Eu ia sempre lá com meu irmão e o Professor Juninho, às vezes o Degô ia também. No meio da madrugada, a garçonete vinha das entranhas da cozinha equilibrando uma bandeja em que estavam instalados tubos de ensaio. Sério: tubos de ensaio, não copos. Continham uma bebida colorida e fumegante, coisa de que nem sei o nome. Não era bom, mas era divertido. Então nós bebíamos aquilo como se fosse a poção mágica do Obelix. Nada nos fazia mal naquela época.
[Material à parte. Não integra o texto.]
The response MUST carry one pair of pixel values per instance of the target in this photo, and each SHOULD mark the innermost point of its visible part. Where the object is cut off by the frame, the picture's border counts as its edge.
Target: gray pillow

No Dado Bier trabalhava uma garçonete, a Mari, que era famosa por sua beleza, sua simpatia e seu profissionalismo. No meio da noite, sempre havia algum bêbado pedindo a Mari em casamento, mas ela se esquivava dessas abordagens com classe e senso de humor, conseguindo ser leve e firme ao mesmo tempo. Assim, o que seria um assédio incômodo se transformava em um episódio folclórico. Os amigos do bêbado gozavam da sua tentativa infrutífera, aplaudiam a Mari e tudo ficava por isso mesmo. Que categoria, a Mari. Depois ela foi para outros bares da noite porto-alegrense. O último em que a vi foi o Quincho, que se encarapitava nos altos do Três Figueiras e servia um ótimo carreteiro de charque.
Escrevo sobre o Dado Bier porque, no meio da última semana, fiz uma crônica a respeito dos bares que tanta falta nos fazem agora, durante as agruras do confinamento. Alguns leitores se entusiasmaram e me mandaram mensagens discorrendo acerca de seus bares favoritos. E o velho debate se acendeu: afinal, qual foi o melhor bar da história de Porto Alegre?
Sou um homem fiel aos meus bares. Quando vou a um, é ali que vou sempre.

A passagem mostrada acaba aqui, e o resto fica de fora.